Bias in Big Data


Building off the success of the Bias in Big Data workshop, ISGMH’s CONNECT Research Program is leading a new monthly newsletter to connect ethically-minded scientists, researchers, students, and community members with insights, resources, and each other. This #BiasinBigData newsletter will promote the ethical and accurate use of data in understanding the health of populations by centering marginalized voices, amplifying leaders in ethical data science, breaking down silos, and highlighting action steps and resources that can be used today. Sign up here.


Bias in Big Data was a workshop organized by the CONNECT Research Program. The workshop sought to stimulate intersectional discussion about the role of bias in big data and to explore, in particular, how bias in data and data science impacts the health of sexual and gender minority populations. The workshop was hosted in Chicago and live streamed to ensure broad and inclusive participation at no charge.

Video recordings, presentation slides, and digital programs from the 2019 Bias in Big Data workshop can be found here.

In the name of efficiency, our society increasingly relies on data to guide all forms of decision making. This cost-effective, data-led decision making, particularly when guided by unsupervised analytical methods, is often assumed to be free of human bias. However, there is growing concern about the potential misuse of these methods to further oppress already marginalized populations. From hiring decisions, to predictive policing, to auto insurance premiums, poor black and brown populations have been shown to be disproportionately impacted across a wide variety of domains. Less is known however about the impact of these systems on sexual and gender minority (SGM) populations.

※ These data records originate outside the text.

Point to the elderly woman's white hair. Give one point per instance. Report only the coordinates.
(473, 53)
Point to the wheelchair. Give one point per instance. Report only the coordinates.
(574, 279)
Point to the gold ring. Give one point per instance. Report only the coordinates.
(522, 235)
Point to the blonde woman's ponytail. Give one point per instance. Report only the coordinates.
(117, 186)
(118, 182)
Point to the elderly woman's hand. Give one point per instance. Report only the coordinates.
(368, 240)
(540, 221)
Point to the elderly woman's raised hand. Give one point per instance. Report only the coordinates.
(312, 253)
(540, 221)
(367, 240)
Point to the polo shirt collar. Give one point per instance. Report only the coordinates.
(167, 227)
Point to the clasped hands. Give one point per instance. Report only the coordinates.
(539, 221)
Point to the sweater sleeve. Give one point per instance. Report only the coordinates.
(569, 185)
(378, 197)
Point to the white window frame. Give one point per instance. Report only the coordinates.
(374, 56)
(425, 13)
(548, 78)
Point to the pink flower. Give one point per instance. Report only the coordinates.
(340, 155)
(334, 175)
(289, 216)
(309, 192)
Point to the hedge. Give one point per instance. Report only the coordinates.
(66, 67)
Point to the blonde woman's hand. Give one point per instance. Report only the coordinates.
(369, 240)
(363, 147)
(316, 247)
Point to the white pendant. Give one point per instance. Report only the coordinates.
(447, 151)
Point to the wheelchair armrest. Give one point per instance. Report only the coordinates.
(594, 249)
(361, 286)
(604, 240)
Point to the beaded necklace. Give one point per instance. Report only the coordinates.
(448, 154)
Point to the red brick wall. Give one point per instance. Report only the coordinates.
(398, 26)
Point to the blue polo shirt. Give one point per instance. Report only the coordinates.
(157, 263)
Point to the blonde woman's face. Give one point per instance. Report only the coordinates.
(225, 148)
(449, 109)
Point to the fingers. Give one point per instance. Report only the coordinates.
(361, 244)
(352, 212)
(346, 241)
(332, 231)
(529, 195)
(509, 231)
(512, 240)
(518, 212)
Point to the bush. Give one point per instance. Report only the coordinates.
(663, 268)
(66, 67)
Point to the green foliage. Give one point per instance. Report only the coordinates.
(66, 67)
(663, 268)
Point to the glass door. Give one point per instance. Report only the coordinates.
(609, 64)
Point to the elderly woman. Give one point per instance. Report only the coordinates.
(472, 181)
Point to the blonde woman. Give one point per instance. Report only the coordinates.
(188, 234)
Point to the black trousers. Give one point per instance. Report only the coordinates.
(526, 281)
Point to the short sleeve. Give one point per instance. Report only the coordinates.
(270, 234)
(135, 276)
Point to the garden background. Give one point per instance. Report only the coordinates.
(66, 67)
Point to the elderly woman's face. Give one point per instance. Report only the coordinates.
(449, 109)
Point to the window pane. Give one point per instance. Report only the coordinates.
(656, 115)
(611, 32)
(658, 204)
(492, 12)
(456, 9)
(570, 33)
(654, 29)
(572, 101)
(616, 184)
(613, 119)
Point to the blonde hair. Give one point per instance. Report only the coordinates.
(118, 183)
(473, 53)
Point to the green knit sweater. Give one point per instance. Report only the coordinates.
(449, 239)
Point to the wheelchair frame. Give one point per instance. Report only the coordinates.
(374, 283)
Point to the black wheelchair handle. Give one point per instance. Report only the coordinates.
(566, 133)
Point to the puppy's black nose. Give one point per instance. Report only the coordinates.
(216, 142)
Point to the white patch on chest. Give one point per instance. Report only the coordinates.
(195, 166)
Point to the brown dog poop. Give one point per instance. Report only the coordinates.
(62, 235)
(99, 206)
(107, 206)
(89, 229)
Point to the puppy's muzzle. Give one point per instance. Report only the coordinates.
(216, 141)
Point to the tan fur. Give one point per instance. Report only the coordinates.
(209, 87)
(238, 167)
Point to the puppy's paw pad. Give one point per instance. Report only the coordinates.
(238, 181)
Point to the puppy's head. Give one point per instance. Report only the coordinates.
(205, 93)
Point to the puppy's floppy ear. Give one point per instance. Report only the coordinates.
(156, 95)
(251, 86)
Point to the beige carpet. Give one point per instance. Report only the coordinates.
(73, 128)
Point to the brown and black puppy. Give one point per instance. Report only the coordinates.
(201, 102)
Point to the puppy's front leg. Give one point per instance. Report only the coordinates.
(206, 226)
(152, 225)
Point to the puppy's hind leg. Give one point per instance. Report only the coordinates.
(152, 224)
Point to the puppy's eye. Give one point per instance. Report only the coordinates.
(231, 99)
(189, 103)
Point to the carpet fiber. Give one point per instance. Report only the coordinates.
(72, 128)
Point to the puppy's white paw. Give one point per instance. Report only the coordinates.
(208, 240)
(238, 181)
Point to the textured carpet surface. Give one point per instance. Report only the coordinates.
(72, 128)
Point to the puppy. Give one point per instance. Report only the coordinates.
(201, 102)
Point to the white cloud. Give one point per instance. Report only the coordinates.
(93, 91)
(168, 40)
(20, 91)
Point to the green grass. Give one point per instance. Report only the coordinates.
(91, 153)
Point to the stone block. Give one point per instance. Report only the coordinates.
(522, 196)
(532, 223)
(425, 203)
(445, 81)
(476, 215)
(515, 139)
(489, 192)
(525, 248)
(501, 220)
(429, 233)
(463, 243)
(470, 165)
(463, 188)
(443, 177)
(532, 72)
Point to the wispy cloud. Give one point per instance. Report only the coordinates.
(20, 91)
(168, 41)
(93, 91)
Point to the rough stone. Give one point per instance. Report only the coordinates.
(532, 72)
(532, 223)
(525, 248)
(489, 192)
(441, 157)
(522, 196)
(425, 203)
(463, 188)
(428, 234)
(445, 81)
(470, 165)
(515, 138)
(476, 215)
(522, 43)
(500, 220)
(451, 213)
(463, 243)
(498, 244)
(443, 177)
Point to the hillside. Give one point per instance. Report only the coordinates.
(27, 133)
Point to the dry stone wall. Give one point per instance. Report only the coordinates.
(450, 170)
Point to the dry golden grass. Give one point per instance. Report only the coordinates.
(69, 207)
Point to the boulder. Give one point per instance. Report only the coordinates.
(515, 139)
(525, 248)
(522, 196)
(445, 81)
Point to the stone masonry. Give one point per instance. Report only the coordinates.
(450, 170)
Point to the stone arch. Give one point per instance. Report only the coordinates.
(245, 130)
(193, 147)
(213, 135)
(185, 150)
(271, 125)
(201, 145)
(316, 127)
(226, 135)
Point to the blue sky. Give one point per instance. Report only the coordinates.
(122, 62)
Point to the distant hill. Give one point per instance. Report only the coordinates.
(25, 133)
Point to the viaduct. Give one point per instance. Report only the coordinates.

Human biases emerge in these systems through various mechanisms. First, data can only mirror the existing social world – therefore analytical techniques which utilize existing data to predict the future will inevitably replicate and often amplify existing biases. Furthermore, decisions about what data are collected and what questions are important enough to be asked are also shaped by societal biases. Finally, those learning, developing, and deploying data science techniques are often are rarely connected to the communities most harmed by these practices. What results are data systems which function in ways to not only replicate but amplify existing biases and disproportionately hurt the least powerful populations.

The Bias in Big Data workshop aimed to bring together a diverse group of scientists, students, and community leaders at the intersection of technology, data science, and health equity to discuss bias in big data, how bias impacts all marginalized populations, and how bias may specifically impact sexual and gender minority communities.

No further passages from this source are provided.